- Supreme Court of the United States

Argued November 30, 2015 Decided May 23, 2016
- Full case name: Marvin Green, Petitioner v. Megan J. Brennan, Postmaster General
- Docket no.: 14-613
- Citations: 578 U.S. 547 (more) 136 S. Ct. 1769; 195 L. Ed. 2d 44
- Opinion announcement: Opinion announcement

Holding
- When filing a workplace discrimination complaint under Title VII of the Civil Rights Act of 1964, the filing period begins only after an employee resigns.
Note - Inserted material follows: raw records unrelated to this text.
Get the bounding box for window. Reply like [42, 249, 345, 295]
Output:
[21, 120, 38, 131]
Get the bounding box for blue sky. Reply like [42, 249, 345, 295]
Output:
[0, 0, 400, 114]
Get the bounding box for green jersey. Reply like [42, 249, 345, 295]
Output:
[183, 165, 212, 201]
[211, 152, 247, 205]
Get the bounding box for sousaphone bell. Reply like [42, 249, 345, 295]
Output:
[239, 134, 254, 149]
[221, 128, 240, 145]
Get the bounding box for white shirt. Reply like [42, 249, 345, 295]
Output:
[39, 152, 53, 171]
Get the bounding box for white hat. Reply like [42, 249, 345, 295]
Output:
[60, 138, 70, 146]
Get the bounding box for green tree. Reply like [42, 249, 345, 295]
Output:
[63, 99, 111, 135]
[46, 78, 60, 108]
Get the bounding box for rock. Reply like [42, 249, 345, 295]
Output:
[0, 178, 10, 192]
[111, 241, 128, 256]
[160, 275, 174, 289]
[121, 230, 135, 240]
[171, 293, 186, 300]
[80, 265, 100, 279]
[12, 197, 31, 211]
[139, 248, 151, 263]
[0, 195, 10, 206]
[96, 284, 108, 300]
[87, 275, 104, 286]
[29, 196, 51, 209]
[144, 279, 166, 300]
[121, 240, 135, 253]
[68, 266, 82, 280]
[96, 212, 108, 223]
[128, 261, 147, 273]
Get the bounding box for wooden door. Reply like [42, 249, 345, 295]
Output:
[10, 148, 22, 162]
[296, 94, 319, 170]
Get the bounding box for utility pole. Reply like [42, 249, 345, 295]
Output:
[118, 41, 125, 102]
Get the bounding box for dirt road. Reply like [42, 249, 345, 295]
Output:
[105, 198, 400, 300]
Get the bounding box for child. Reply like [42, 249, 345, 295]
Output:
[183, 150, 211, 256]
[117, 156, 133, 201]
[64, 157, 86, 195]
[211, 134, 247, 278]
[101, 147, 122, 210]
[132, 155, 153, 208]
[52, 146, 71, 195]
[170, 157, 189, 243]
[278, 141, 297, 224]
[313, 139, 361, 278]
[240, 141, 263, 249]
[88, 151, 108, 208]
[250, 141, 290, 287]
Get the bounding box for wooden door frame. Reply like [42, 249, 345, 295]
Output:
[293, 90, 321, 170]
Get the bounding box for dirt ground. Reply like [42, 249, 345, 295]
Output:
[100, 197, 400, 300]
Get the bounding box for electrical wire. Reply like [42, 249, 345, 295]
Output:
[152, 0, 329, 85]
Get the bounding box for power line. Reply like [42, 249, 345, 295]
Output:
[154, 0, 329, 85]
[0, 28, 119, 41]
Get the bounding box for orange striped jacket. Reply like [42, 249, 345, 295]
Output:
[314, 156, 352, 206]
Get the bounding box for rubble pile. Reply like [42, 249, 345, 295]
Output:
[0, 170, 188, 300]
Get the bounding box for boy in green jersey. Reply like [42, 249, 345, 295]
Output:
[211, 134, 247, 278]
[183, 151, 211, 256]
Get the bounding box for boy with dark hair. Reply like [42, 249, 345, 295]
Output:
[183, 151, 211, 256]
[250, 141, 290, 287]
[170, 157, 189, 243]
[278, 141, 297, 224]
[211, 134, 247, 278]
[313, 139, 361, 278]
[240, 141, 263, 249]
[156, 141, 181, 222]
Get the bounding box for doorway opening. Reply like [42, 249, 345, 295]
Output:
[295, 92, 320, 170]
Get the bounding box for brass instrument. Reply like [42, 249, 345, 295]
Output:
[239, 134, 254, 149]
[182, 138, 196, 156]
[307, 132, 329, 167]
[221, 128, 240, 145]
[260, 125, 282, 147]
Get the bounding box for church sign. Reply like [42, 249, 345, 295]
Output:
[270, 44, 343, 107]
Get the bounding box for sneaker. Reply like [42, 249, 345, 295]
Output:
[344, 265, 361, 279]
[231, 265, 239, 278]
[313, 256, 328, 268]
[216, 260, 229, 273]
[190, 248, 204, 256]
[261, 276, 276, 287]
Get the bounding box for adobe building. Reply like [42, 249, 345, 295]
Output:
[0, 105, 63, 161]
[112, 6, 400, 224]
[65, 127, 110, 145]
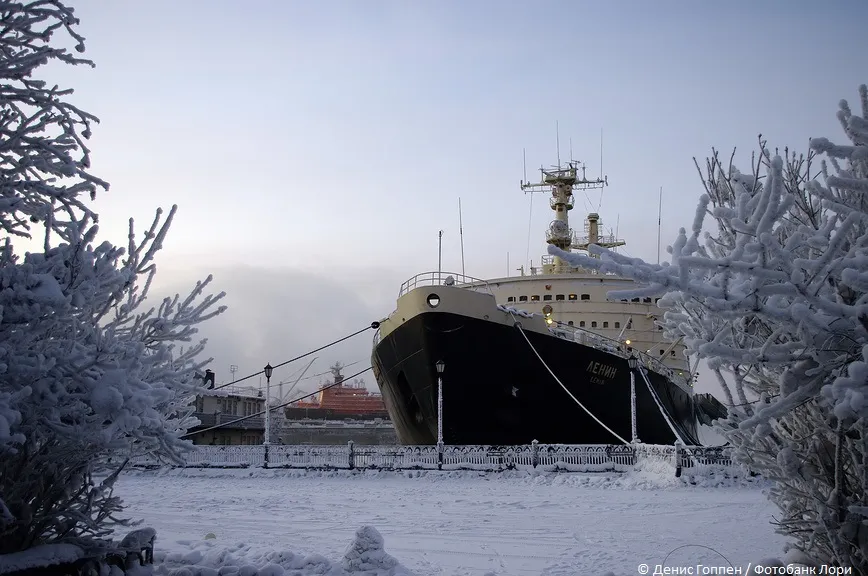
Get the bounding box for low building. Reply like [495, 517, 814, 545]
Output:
[189, 370, 265, 445]
[189, 364, 397, 445]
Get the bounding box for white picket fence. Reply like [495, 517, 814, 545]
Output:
[130, 442, 737, 476]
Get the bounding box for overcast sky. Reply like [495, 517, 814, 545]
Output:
[25, 0, 868, 390]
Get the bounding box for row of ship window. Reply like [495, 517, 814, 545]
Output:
[506, 294, 660, 304]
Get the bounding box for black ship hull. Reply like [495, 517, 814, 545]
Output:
[372, 312, 698, 445]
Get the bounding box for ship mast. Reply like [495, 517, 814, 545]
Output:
[521, 160, 625, 274]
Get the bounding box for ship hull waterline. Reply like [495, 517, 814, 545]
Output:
[372, 312, 697, 446]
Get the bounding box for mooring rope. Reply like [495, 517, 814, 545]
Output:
[212, 322, 380, 390]
[181, 366, 371, 438]
[639, 364, 686, 446]
[510, 320, 630, 446]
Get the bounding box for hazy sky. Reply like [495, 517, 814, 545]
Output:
[27, 0, 868, 390]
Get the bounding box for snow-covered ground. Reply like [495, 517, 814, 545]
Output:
[117, 469, 784, 576]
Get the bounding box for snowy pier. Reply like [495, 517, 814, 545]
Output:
[130, 442, 738, 476]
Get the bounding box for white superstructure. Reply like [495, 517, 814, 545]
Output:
[487, 162, 689, 378]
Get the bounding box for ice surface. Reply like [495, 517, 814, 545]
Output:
[116, 463, 784, 576]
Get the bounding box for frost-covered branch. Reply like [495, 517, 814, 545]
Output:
[0, 0, 108, 237]
[0, 0, 225, 554]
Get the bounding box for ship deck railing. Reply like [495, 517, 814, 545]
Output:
[398, 271, 492, 298]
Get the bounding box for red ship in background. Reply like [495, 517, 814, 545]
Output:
[285, 362, 389, 420]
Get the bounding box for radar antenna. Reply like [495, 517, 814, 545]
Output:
[521, 138, 625, 274]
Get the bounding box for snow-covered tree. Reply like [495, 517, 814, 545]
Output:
[0, 0, 225, 554]
[549, 86, 868, 576]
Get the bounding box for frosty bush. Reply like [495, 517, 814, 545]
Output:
[549, 86, 868, 576]
[0, 0, 225, 554]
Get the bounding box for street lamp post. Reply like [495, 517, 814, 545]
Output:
[627, 354, 639, 444]
[434, 360, 446, 447]
[265, 362, 274, 446]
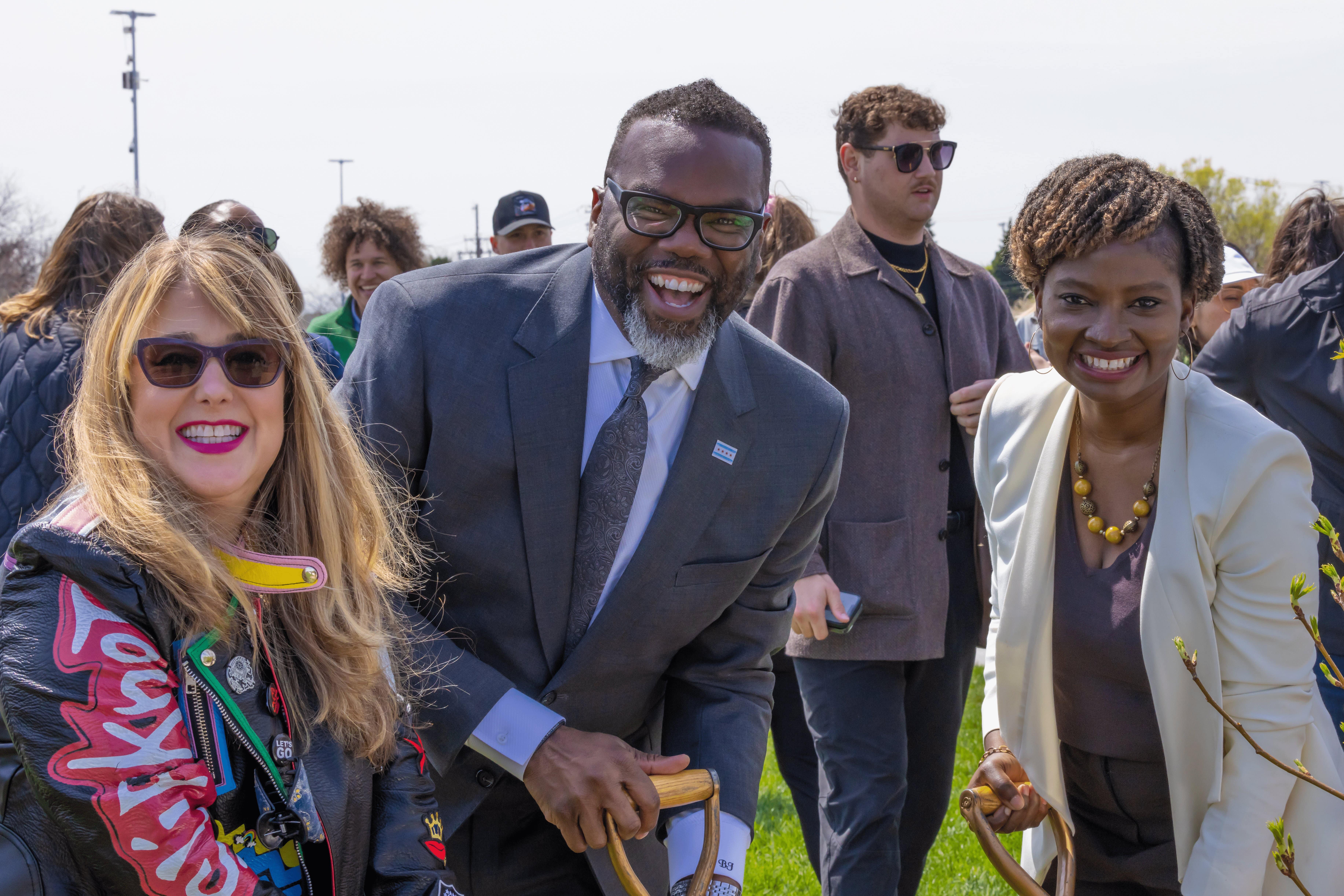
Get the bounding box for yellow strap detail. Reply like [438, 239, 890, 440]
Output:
[215, 551, 312, 588]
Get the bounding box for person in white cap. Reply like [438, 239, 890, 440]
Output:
[1189, 244, 1261, 355]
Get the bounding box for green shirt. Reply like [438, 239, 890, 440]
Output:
[308, 296, 359, 364]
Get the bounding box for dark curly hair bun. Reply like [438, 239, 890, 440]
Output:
[1008, 153, 1223, 305]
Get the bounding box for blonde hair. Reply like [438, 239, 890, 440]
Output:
[60, 235, 422, 766]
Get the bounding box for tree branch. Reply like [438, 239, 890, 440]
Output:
[1173, 638, 1344, 799]
[1266, 818, 1312, 896]
[1288, 572, 1344, 688]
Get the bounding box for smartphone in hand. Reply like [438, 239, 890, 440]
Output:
[827, 591, 863, 634]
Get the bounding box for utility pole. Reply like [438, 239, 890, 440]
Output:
[112, 9, 155, 196]
[327, 158, 355, 206]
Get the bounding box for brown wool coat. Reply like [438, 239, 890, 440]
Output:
[747, 210, 1031, 660]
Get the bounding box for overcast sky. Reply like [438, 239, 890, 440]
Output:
[0, 0, 1344, 306]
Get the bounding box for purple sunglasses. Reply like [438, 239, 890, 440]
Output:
[136, 337, 285, 388]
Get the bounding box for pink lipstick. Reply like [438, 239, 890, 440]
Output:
[176, 421, 249, 454]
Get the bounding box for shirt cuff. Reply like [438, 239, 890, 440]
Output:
[667, 809, 751, 887]
[466, 688, 564, 781]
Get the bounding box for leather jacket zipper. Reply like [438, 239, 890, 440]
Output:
[183, 672, 223, 784]
[184, 653, 315, 893]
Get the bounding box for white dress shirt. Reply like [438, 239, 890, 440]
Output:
[466, 285, 751, 884]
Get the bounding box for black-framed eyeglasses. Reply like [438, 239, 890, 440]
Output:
[136, 337, 285, 388]
[855, 140, 957, 175]
[606, 177, 770, 252]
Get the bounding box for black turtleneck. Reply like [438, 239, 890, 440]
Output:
[863, 231, 942, 331]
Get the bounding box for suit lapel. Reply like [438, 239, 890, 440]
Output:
[574, 316, 755, 657]
[1138, 372, 1223, 875]
[508, 251, 593, 670]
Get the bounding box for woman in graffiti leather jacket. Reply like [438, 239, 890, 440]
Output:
[0, 236, 457, 896]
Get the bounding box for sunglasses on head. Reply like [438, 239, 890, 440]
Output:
[855, 140, 957, 175]
[136, 337, 285, 388]
[223, 220, 280, 252]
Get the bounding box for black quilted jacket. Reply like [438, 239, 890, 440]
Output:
[0, 508, 457, 896]
[0, 314, 83, 548]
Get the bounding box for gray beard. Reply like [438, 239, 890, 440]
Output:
[622, 297, 719, 371]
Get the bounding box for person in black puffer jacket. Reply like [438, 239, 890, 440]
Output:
[0, 235, 457, 896]
[0, 193, 164, 547]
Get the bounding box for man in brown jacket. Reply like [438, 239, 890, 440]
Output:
[747, 86, 1031, 896]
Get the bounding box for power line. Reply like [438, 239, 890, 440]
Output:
[327, 158, 355, 206]
[110, 9, 156, 196]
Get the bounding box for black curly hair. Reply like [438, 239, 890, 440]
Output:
[602, 78, 770, 192]
[1008, 153, 1223, 305]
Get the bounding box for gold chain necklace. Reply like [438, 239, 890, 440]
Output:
[1074, 398, 1163, 544]
[887, 246, 929, 305]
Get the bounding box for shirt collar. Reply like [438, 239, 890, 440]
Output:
[589, 283, 710, 392]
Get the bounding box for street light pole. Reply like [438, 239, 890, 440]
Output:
[327, 158, 355, 206]
[112, 9, 156, 196]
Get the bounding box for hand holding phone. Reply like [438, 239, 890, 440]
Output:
[827, 591, 863, 634]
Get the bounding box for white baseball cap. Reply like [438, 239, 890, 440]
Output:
[1223, 246, 1259, 286]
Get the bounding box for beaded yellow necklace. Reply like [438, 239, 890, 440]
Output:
[1074, 399, 1163, 544]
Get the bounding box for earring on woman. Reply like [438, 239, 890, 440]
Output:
[1172, 331, 1195, 383]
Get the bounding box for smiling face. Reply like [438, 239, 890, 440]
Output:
[130, 285, 285, 537]
[840, 121, 942, 242]
[345, 239, 403, 317]
[1036, 230, 1192, 403]
[591, 119, 766, 367]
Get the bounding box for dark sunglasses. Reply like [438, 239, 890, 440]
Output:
[855, 140, 957, 175]
[136, 337, 285, 388]
[606, 177, 770, 252]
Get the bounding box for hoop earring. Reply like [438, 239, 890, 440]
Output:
[1172, 331, 1195, 383]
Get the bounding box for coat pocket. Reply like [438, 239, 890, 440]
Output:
[827, 517, 919, 617]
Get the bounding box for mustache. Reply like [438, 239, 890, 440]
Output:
[630, 258, 722, 285]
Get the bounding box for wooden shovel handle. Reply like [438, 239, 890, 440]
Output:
[961, 782, 1078, 896]
[603, 768, 719, 896]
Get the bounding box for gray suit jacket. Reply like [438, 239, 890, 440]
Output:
[337, 244, 848, 834]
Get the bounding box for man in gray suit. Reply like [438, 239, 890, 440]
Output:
[340, 81, 848, 896]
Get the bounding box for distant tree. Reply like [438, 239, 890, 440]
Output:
[987, 220, 1028, 313]
[0, 179, 51, 300]
[1157, 158, 1284, 271]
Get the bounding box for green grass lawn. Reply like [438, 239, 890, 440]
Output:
[746, 669, 1021, 896]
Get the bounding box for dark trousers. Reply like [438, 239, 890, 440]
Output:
[445, 775, 602, 896]
[1302, 532, 1344, 732]
[770, 650, 821, 876]
[794, 531, 981, 896]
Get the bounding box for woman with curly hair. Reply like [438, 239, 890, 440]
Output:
[308, 199, 425, 364]
[972, 154, 1344, 896]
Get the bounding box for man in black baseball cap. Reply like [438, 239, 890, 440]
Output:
[491, 189, 555, 255]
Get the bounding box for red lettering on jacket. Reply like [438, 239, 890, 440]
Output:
[47, 578, 257, 896]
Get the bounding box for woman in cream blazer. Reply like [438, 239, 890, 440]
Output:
[972, 156, 1344, 896]
[976, 361, 1344, 896]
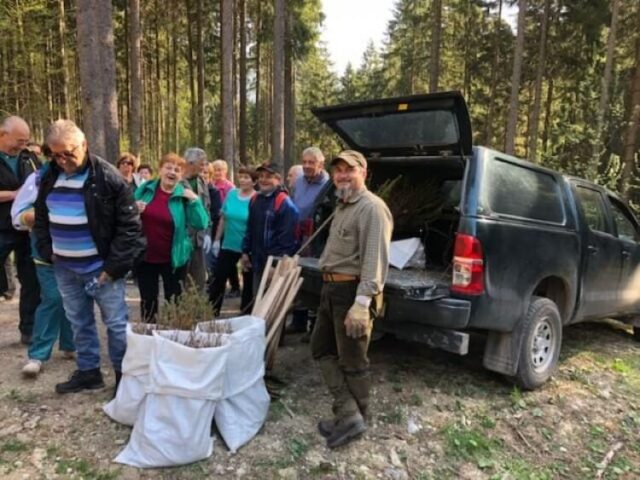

The filing period begins at the time that the employee gives notice of resignation, not the effective date of resignation.

Court membership
- Chief Justice John Roberts Associate Justices Anthony Kennedy · Clarence Thomas Ruth Bader Ginsburg · Stephen Breyer Samuel Alito · Sonia Sotomayor Elena Kagan

Case opinions
- Majority: Sotomayor, joined by Roberts, Kennedy, Ginsburg, Breyer, Kagan
- Concurrence: Alito (in judgment)
- Dissent: Thomas

Laws applied
- Title VII of the Civil Rights Act of 1964

= Green v. Brennan =

Green v. Brennan, 578 U.S. 547 (2016), was a United States Supreme Court case in which the Court held that when filing a workplace discrimination complaint under Title VII of the Civil Rights Act of 1964, the filing period begins only after an employee resigns. The filing period begins at the time that the employee gives notice of resignation, not the effective date of resignation.

== Background ==
Marvin Green was denied a promotion at the United States Postal Service. He alleged that he was denied the promotion because he was black and U.S.P.S. counter-alleged that Green had engaged in the crime of intentionally delaying the mail.

== Opinion of the Court ==
Associate Justice Sonia Sotomayor authored the Court's decision.